Fred and Madge are a normal couple. Or so we think until a director and an audience member start interrupting and reworking this play within a play.
Exhilaratingly subversive, the play includes the destruction of the Festival Hall, professional insulters intent on purging society with laughter and a dystopian England overgrown with marigolds. Full of biting satire and sardonic wit, it mingles astutely observed social realism with myth: Fred’s job is to push boulders up a hill, and Madge’s is to sieve water.
Written in 1959, Fred & Madge finally received its premiere in 2014 at the Hope Theatre, London.

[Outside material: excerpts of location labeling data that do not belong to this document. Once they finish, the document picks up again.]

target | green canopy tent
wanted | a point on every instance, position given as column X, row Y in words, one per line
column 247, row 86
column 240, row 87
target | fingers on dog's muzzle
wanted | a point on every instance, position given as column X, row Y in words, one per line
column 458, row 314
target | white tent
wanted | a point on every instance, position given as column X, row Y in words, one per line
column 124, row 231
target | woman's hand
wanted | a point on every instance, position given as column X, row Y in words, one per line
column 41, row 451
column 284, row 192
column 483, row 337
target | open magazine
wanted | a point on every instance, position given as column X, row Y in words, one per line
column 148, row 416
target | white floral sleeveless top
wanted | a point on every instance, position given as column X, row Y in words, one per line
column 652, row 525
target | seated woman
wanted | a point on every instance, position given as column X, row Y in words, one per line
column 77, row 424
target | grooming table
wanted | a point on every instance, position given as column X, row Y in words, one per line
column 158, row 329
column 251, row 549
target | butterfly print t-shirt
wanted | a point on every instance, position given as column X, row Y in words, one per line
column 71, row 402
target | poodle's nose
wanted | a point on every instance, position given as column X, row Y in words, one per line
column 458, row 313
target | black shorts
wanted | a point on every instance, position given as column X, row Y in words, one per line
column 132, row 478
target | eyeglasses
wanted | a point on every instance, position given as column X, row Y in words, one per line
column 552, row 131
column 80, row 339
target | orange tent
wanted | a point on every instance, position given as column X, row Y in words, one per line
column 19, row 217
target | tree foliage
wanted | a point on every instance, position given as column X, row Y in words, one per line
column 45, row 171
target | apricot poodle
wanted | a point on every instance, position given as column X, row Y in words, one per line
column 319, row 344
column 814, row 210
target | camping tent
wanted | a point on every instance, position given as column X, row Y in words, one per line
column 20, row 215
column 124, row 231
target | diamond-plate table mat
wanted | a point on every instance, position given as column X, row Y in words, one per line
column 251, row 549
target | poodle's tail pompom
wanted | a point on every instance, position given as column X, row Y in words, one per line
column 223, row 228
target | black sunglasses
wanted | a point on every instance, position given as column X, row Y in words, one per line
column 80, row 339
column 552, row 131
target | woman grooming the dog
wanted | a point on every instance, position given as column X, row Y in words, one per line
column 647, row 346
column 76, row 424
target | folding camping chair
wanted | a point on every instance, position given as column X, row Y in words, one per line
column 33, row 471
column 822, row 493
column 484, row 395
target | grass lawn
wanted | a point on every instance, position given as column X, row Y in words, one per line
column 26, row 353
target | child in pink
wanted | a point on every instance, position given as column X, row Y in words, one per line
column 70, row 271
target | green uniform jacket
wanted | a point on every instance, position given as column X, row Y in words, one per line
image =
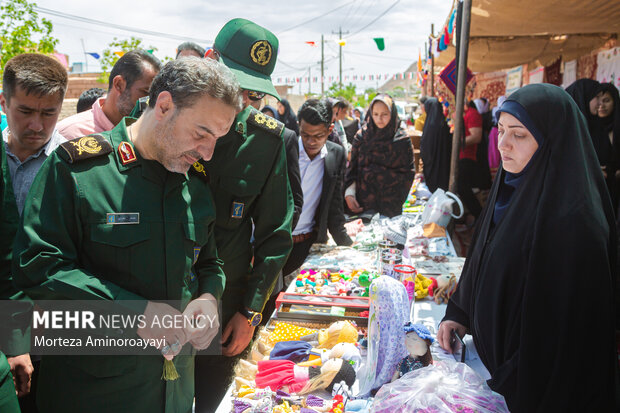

Joe Orton was an English playwright and author. His public career was short but prolific, lasting from 1964 until his death three years later. During this brief period he shocked, outraged, and amused audiences with his scandalous black comedies. His first play to be staged, Entertaining Mr. Sloane, won the London Critics’ ‘Variety’ Award as the best play of 1964. Loot, his second play to be staged, won the Evening Standard Drama Award for the best play of 1966. The Ruffian on the Stair and The Erpingham Camp were performed as a double bill at the Royal Court Theatre in June 1967 under the title Crimes of Passion. His television plays, The Good and Faithful Servant and Funeral Games, were shown in 1967 and 1968. What the Butler Saw, his last play, was staged in 1969, and won a 1970 ‘Obie’ Award for the best off-Broadway foreign play in New York. Both Entertaining Mr Sloane and Loot have been filmed. Orton also wrote a screenplay for the Beatles which was never filmed, but was subsequently published as Up Against It. The novels, Head to Toe, Between Us Girls, The Boy Hairdresser and Lord Cucumber, and the play Fred & Madge were published posthumously.